Speed limits on Oklahoma turnpikes will jump from 75 to 80 miles per hour and on certain state highways from 70 to 75 miles per hour following passage of House Bill 1071.

Rep. Daniel Pae, R-Lawton, is the House author of House Bill 1071. Sen. John Michael Montgomery, R-Lawton, is the Senate author.

Pae, serving his first term in the Legislature, said he worked with the Oklahoma Department of Transportation, the Oklahoma Turnpike Authority and the Oklahoma Highway Patrol on the language of the bill and gained their support. He joked the bill had become known as the Pae-Way Bill.
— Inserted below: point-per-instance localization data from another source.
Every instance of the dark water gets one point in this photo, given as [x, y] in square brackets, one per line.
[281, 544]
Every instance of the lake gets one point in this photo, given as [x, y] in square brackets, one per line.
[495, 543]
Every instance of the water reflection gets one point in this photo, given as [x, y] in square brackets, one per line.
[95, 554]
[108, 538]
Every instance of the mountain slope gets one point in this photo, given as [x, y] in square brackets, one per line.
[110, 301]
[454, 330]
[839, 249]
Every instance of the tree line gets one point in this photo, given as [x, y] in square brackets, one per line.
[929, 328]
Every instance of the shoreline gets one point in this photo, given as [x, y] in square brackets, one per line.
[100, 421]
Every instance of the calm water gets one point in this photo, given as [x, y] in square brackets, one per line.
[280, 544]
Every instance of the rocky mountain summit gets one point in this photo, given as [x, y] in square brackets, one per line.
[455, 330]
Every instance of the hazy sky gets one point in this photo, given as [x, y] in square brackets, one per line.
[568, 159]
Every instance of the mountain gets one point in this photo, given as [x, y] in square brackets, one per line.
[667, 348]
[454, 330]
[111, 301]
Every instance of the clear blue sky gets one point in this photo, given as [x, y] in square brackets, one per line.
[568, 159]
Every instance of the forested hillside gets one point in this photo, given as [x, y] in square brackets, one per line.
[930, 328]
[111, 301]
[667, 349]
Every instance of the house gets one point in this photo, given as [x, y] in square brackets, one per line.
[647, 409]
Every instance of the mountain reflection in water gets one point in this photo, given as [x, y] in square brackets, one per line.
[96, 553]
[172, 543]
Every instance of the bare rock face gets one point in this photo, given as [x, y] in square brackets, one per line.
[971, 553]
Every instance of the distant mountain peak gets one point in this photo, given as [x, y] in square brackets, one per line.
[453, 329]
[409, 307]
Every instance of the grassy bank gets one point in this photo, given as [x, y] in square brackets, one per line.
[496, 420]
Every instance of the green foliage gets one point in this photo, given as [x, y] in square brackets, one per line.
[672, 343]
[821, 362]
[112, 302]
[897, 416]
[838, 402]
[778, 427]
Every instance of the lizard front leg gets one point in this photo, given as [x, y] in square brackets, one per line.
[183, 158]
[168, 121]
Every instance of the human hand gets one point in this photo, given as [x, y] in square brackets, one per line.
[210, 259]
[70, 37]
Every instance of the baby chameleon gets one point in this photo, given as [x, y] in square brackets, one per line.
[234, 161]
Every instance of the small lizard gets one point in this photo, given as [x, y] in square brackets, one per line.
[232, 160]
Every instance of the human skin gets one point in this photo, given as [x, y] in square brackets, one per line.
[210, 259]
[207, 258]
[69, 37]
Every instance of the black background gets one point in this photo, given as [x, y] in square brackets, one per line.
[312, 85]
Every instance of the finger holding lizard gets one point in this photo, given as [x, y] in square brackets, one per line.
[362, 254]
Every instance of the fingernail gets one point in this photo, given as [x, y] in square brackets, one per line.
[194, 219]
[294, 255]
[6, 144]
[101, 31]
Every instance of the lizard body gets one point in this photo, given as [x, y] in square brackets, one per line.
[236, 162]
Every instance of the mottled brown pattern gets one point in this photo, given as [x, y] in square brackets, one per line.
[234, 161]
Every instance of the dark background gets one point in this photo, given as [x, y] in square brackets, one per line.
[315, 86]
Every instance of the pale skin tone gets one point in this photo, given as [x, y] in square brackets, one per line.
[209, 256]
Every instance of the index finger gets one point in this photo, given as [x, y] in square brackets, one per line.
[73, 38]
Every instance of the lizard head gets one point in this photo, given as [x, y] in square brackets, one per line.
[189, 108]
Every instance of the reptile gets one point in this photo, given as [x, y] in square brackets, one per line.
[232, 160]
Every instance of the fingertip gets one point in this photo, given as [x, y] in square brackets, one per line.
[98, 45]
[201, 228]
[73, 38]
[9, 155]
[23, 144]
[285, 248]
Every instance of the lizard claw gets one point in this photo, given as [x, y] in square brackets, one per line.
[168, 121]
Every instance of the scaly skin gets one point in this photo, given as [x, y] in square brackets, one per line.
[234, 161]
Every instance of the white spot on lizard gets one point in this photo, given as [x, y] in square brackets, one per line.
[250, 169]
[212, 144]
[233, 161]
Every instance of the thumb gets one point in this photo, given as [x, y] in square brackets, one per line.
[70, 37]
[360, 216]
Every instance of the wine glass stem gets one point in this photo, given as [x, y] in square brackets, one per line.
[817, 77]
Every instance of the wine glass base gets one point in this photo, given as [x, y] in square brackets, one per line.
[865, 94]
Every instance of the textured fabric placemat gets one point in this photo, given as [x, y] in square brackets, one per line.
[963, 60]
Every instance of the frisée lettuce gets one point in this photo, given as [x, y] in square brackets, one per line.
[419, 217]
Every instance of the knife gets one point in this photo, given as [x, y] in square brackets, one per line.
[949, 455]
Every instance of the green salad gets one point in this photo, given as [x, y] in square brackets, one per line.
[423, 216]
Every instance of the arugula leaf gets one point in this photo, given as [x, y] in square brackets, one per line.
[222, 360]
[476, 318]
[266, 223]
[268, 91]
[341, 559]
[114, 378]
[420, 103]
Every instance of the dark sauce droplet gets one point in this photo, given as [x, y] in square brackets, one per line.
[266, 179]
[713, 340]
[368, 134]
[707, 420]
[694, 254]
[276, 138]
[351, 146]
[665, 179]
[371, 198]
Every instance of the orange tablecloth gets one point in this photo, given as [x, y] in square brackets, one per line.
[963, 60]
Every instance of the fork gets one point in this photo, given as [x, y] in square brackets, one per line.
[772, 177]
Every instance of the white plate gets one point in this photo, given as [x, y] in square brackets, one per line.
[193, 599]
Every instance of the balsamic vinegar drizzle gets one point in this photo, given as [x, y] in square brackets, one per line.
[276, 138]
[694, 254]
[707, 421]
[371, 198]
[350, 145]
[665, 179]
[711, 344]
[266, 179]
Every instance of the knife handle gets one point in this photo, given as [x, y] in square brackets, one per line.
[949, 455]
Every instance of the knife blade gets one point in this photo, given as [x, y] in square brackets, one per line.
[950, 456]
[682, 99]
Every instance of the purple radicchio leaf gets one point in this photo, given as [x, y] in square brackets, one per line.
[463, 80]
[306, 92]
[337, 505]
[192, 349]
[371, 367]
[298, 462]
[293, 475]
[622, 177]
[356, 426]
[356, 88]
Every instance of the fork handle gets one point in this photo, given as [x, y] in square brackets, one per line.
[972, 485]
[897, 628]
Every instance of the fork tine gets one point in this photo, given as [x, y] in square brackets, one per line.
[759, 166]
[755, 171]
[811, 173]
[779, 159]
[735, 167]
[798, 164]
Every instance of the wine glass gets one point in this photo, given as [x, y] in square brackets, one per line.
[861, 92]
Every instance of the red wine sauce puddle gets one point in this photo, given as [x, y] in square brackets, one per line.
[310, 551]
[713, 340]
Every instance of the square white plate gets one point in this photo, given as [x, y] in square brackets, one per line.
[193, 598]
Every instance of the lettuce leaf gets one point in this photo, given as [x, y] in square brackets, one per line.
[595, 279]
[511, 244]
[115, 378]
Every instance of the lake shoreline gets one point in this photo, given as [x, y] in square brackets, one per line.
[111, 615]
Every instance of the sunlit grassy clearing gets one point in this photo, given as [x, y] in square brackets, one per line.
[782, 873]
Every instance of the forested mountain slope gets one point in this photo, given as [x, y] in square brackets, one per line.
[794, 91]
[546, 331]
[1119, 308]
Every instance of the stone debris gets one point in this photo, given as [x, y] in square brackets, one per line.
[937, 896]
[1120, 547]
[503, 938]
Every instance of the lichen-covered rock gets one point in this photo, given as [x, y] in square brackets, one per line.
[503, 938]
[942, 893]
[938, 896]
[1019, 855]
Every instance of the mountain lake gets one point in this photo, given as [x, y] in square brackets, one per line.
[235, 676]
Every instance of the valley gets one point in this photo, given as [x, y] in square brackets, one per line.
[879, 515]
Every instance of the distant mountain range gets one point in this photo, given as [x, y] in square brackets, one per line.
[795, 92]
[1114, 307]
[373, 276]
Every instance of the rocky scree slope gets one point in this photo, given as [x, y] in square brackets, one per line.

“While we wanted to increase the speed limit on our turnpikes and state highways, we also worked to ensure the safety of Oklahoma drivers,” Pae said. “We will use traffic and engineering studies that take into consideration things such as traffic density and infrastructure quality to determine where we could safely increase these speed limits.”

Pae said the speed limits in the bill will be implemented “gradually, sensibly and safely.”

Pae also worked with the Oklahoma Department of Transportation and the Oklahoma Secretary of Transportation to include language in the bill pertaining to traffic studies to keep the state in line with federal regulations so we can continue to receive federal highway dollars.

This was Pae’s first bill to be signed into law.